2) The expression of ISGs like IFIT1 and Mx2 which are produced in response to IFN-receptor signaling are most frequently analyzed. IRF3 activation is also examined and it would be helpful if the authors would discuss whether that was indicative of the cell-autonomous response, as one might conclude. This would help shed light on whether cells are detecting infection or just responding to signaling.

We have clarified this point: “As previous population-level studies reported the activation of anti-viral genes during wild-type HSV-1 infection, we hypothesized that highly infected cells (Figure 2A, B, cluster 1) should be enriched for anti-viral genes. […] We thus conclude that wt HSV-1 infection efficiently blocks the induction of the anti-viral response and that the activation of anti-viral genes in population averaged measurements is the result of anti-viral signaling elicited in a rare population of abortively infected cells.”

3) The argument that ISG expression is higher among low-virus expressing cells infected by deltaICP0 is not entirely convincing. It is true that in Figure 3D, all of the cells expressing ISGs are in clusters 1-3 (except two IFIT1-expressing cells in cluster 4 which are not accurately described in the text which says that no cluster 4 cells express ISGs). However, cluster 4 has many fewer cells, so maybe there just aren’t ISG expressing cells in that cluster by chance. Some statistics should be applied here.

We have now more accurately described the data: “These cells had low viral gene expression levels and mostly belonged to clusters 1-3 (Figure 3C, D).

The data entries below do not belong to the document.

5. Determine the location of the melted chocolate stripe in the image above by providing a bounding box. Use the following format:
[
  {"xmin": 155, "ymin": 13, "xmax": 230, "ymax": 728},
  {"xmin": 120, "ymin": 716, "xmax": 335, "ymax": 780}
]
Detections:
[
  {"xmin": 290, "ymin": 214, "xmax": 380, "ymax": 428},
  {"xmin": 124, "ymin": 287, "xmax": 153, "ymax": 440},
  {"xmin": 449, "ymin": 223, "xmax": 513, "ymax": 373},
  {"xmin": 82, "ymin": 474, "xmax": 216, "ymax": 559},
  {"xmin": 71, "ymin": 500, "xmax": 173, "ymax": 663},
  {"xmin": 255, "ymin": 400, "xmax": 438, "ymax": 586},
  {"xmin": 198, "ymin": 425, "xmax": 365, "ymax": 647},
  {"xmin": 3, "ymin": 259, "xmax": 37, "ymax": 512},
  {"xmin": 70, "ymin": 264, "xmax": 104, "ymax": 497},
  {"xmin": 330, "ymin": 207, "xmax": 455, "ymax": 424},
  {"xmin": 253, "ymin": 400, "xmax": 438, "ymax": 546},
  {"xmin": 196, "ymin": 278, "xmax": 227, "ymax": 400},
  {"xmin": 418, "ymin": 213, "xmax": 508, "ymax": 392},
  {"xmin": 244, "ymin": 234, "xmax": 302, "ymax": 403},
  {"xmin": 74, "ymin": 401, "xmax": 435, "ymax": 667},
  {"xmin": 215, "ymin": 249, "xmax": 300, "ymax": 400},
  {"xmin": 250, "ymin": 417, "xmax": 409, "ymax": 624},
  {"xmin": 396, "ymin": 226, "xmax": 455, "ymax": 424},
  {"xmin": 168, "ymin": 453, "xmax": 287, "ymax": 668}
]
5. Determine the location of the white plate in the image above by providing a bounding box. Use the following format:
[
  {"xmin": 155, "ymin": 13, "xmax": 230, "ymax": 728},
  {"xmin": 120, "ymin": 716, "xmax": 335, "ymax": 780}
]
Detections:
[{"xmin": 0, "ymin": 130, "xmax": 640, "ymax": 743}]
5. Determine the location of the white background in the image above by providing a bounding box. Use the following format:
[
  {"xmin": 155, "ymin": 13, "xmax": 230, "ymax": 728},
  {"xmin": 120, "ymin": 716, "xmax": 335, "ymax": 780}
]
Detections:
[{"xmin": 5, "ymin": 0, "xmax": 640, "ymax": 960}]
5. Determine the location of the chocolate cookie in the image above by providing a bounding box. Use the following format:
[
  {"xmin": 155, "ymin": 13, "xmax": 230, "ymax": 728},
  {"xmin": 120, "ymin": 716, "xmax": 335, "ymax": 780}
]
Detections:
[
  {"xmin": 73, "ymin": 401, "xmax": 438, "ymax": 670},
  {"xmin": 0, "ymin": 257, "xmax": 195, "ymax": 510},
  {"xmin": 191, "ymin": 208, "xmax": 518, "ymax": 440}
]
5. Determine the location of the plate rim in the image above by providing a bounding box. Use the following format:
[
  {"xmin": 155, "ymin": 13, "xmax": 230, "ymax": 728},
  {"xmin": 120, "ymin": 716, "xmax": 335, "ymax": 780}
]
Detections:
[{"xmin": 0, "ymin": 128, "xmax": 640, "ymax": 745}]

Anti-viral signaling was not seen in highly-infected cells of cluster 4, with the exception of two cells expressing IFIT1 (Figure 3C, D).”

We have now included p-values (from a Chi-square test) in the figure, showing that anti-viral gene expression by cells in cluster 4 is indeed significantly different than clusters 1-3.

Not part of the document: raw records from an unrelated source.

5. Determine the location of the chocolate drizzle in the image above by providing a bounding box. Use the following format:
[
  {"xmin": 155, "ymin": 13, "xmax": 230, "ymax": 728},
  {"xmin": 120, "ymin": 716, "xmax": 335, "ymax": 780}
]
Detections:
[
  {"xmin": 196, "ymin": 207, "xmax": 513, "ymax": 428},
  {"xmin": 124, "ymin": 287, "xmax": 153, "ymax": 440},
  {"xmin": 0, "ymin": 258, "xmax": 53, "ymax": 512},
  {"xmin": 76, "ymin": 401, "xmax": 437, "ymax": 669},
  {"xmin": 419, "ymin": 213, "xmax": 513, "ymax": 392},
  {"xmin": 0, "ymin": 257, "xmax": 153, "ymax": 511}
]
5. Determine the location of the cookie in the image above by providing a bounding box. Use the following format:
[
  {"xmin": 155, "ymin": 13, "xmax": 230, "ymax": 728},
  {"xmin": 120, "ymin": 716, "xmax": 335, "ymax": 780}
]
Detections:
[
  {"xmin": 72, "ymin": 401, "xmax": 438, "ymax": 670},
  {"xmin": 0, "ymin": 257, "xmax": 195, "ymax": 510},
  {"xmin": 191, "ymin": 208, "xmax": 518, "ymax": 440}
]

Furthermore, to overcome the problem of different group sizes, we have performed a complementary analysis (now Figure 3—figure supplement 1), where we have compared two equal sized groups – taking the top and bottom 25% of cells, according to their HSV-1 gene expression. We have analyzed 23 ISGs, 21 of which show a significant decrease in expression in the cells with high HSV-1 gene expression, supporting our initial conclusion. This is described as follows: “As we have described above for the wild-type infected cells, we also compared a larger panel of ISGs in high vs low infected cells (Figure 3—figure supplement 1), with similar results.”

Also, Figure 2A, B, C appears to show a IFIT2 expressing cells with high viral expression. Please show additional data to strengthen the conclusions if available or obtainable.

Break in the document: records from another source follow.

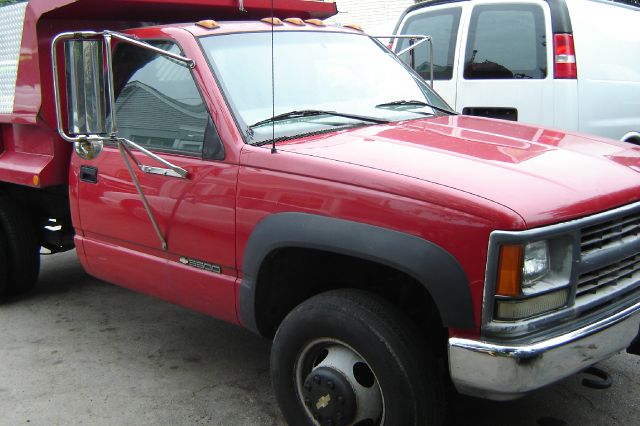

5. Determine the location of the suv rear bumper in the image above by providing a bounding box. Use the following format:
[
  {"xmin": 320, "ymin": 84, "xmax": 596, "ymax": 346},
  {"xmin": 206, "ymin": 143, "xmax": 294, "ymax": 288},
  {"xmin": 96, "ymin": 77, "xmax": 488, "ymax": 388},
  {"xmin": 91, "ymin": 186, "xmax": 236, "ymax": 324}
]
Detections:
[{"xmin": 449, "ymin": 303, "xmax": 640, "ymax": 400}]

This data is now presented in the new Figure 2—figure supplement 2 and is described as follows: “When comparing a larger panel of ISGs (Interferon Stimulated Genes) in high vs low infected cells (Figure 2—figure supplement 2), most ISGs are in fact more highly expressed in cells with low HSV-1 gene expression.”

It is not clear whether the cell clustering analysis was performed taking into account viral transcripts or not. Could you please compare cell clustering with mock cells performed in parallel?

We used both viral and host genes for clustering. We have now included a description of clustering in the Materials and methods: “Clustering and differential gene expression analysis: Cell were clustered using k-means clustering. […] A gene was considered differentially expressed if the FDR-corrected p-value was below 0.05.”

This is also stated in the figure legends.

In response to the reviewers’ request, we have performed a joint analysis of mock and HSV-1 infected cells, taking into account both host and viral genes. The results show that highly-infected cells cluster separately from the rest of the cells, with low-infected and mock-infected cells clustering together. This is reported as follows: “The viral gene expression distribution was highly skewed, with most cells expressing low levels of viral transcripts and some cells expressing much higher levels (Figure 1E). A joint analysis of mock and wt-infected cells shows that highly-infected cells cluster separately from the mock-infected and low-infected cells, which are intermingled (Figure 1—figure supplement 2).”